Переговорили уже о цветной кинематографии, о приготовлении ухи, о пенициллине, о сопротивлении материалов, о светящихся часах, о хоре Пятницкого, ещё о чём-то и, наконец, о разведении помидоров на Смоленщине.
– Пусть хоть по самой земле расстелятся, а всё-таки будут у нас помидоры! Правда, в этом году рассада помёрзла. Что же, подождём ещё годик. Люди на своих ошибках учатся.
– Не всегда. Наш брат-сапёр на своих ошибках никогда не учится. Опаздывает.
Левашов взглянул на часы, резко встал из-за стола, поблагодарил и торопливо стал прощаться.
Елена Клементьевна удивлённо посмотрела на него и заметила, что он чем-то встревожен.
– Доброй ночи, – сказал Левашов уже в дверях.
– И вам также.
– А мне бы вы лучше доброго дня пожелали.
И он осторожно закрыл за собой дверь, притворившись, что не заметил вызванного им недоумения…
Левашов проснулся еще чуть свет от неясного беспокойства. Вначале он не мог сообразить, откуда взялось это противное ощущение тревоги, но тут же вспомнил, что пришло время отправиться на луг.
«А почему я должен идти сейчас? Почему бы мне не выспаться хорошенько и не отправиться попозже? И почему это обязательно нужно сделать сегодня, а не завтра, послезавтра? В конце концов это его дело. Хочет – пойдёт, не хочет – не пойдёт. Он никому ничего не обещал, ни перед кем не обязан отчитываться…»
Чтобы не поддаться сомнениям, Левашов быстро оделся. Он подошёл к классной доске, взял мелок и написал: «С добрым утром!», затем вышел на цыпочках, напуганный скрипом половиц и двери.
«Нашел чего пугаться! – рассердился он на себя. – Будто мне сегодня нечего больше бояться, кроме скрипа половиц…»
Он походил на заправского рыболова, только к удилищу у него был пристроен обруч с коробочкой посередине.

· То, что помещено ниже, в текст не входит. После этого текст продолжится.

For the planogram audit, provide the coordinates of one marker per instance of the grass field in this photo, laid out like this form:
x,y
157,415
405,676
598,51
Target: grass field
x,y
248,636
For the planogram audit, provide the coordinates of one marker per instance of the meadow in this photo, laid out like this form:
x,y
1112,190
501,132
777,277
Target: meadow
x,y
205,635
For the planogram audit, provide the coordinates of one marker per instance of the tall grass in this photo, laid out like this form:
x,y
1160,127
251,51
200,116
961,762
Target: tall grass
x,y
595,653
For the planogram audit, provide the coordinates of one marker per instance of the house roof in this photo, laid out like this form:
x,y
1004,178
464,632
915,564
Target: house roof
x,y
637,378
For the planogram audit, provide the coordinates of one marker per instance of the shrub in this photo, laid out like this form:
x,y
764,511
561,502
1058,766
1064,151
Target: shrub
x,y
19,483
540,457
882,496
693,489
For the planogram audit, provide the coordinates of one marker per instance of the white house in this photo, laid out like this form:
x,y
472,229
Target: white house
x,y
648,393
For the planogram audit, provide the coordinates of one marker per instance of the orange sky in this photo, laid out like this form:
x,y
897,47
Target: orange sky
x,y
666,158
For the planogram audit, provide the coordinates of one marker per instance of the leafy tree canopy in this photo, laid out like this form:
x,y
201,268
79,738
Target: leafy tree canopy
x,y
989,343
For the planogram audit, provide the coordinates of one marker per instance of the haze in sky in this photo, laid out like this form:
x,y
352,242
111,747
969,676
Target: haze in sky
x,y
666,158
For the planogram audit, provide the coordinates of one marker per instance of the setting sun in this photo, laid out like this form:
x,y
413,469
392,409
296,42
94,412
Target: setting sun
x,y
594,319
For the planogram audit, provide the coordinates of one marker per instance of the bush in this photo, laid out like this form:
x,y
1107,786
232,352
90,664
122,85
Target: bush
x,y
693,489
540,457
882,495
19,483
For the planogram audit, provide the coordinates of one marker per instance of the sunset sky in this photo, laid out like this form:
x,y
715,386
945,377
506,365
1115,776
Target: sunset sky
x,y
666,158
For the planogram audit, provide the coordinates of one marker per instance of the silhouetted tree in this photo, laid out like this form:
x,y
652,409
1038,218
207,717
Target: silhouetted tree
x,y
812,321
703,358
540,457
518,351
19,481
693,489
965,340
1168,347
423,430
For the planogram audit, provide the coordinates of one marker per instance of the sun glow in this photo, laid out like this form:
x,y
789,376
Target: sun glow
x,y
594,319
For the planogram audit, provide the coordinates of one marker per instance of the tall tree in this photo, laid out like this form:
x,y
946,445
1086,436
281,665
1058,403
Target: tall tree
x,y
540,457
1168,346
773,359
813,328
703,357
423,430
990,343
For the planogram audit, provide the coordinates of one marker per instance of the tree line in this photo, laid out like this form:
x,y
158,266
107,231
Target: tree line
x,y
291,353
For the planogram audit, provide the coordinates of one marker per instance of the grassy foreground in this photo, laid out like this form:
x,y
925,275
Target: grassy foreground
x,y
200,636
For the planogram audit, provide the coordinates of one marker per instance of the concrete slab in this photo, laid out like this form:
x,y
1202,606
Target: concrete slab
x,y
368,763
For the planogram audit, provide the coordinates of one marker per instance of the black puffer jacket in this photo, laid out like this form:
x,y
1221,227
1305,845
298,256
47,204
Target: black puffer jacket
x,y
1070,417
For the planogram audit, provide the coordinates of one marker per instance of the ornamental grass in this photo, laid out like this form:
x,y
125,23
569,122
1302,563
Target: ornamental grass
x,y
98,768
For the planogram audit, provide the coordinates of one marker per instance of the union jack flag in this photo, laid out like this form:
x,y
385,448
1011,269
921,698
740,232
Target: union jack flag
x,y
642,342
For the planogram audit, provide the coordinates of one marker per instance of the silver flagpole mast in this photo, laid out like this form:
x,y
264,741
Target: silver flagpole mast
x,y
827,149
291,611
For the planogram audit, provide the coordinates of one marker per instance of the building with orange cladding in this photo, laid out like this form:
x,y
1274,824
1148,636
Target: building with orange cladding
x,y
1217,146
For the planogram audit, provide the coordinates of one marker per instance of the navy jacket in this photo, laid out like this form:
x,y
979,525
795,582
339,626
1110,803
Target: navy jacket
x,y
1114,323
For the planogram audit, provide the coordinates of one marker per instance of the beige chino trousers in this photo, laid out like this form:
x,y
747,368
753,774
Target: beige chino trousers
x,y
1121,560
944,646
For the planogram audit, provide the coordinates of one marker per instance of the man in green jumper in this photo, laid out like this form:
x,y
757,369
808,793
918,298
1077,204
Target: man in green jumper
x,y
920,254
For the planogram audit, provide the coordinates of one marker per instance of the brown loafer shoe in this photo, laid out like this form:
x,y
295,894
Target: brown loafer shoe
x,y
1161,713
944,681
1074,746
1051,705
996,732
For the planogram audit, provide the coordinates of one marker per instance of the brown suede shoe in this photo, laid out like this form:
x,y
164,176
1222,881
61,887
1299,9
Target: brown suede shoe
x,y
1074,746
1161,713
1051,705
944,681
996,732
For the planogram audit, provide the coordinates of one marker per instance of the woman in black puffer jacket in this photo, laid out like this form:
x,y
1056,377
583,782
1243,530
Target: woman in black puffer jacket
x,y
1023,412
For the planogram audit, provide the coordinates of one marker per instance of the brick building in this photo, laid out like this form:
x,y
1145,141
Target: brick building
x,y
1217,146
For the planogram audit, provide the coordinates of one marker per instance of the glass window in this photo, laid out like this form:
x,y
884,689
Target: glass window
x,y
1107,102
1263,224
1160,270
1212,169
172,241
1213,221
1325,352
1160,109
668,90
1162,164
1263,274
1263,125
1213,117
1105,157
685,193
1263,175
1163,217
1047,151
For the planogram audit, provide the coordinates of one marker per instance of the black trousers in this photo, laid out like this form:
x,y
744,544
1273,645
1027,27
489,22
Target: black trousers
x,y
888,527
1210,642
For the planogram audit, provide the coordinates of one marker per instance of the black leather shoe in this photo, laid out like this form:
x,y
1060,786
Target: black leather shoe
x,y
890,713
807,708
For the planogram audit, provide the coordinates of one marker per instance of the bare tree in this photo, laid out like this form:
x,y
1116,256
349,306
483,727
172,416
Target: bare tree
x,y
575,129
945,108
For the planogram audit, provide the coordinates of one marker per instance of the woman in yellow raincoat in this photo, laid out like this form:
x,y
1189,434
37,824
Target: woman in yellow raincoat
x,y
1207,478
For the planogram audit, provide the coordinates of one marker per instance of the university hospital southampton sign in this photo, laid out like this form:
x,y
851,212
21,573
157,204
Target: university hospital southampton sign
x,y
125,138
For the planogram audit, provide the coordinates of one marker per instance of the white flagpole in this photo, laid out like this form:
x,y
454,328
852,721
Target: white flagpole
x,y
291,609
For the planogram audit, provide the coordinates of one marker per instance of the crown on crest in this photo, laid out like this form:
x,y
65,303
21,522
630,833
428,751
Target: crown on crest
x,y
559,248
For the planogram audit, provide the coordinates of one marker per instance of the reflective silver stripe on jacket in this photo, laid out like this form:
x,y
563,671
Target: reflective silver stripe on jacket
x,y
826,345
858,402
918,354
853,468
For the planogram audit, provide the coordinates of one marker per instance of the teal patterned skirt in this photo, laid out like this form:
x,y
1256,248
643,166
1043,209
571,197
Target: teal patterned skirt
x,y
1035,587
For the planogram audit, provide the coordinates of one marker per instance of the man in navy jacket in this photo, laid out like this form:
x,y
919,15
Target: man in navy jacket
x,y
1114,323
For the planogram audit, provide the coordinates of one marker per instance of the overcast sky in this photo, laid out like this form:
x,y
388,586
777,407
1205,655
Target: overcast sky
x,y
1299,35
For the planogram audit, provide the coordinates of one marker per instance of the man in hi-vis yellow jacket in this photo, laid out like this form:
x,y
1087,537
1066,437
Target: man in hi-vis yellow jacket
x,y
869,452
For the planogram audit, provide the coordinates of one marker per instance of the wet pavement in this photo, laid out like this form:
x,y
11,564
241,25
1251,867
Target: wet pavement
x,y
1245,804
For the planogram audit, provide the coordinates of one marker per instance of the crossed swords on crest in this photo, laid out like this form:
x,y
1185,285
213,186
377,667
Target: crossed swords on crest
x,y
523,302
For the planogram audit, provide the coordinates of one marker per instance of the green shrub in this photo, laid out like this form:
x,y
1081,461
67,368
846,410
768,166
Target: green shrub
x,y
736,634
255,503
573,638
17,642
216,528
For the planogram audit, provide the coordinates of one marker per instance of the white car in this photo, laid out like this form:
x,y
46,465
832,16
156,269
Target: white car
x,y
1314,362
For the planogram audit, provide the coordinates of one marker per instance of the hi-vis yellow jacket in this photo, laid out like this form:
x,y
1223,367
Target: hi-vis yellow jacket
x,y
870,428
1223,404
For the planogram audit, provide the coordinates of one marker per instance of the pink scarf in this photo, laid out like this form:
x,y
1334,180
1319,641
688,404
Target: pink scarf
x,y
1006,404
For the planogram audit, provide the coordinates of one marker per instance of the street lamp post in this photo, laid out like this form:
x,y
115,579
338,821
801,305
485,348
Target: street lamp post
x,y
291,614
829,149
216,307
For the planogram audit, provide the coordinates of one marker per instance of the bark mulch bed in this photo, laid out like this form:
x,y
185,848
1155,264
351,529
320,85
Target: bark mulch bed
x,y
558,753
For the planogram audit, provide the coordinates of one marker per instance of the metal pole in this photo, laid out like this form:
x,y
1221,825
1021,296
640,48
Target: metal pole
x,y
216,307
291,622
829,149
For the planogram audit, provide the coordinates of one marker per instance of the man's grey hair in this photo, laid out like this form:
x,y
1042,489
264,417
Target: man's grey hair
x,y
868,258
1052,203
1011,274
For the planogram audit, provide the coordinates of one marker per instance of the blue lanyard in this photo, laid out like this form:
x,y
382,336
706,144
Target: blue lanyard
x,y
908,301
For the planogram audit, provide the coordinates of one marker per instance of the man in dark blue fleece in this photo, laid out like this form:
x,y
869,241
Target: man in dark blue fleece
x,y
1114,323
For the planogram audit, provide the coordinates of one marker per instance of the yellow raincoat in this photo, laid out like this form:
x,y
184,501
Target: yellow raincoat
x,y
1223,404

Нитяжи спали в предутренней тишине. Но то была не гнетущая тишина фронтовой деревни, забывшей лай собак, пение петухов, скрип колодезного журавля. Кое-где над избами и блиндажами уже подымались дымки, а голосистые петухи кричали своё «ку-ка-реку» так раздражённо, словно люди просили разбудить всех пораньше, а теперь почему-то ленятся вставать и заставляют их, петухов, надрываться от крика.
Левашов боялся замедлить шаг, чтобы не было времени передумать.
«Неужели и дед Анисим переживёт меня?» – мелькнула мысль, когда он проходил мимо знакомого дома.
Страчуна еще не было на крыше избы или где-нибудь около неё.
«И правильно сделал, что отказался, – без малейшего раздражения подумал Левашов. – По крайней мере будет жив-здоров».
За дальним лесом вставало солнце. Верхушки берёз были розовыми, розовые отсветы ложились на небо.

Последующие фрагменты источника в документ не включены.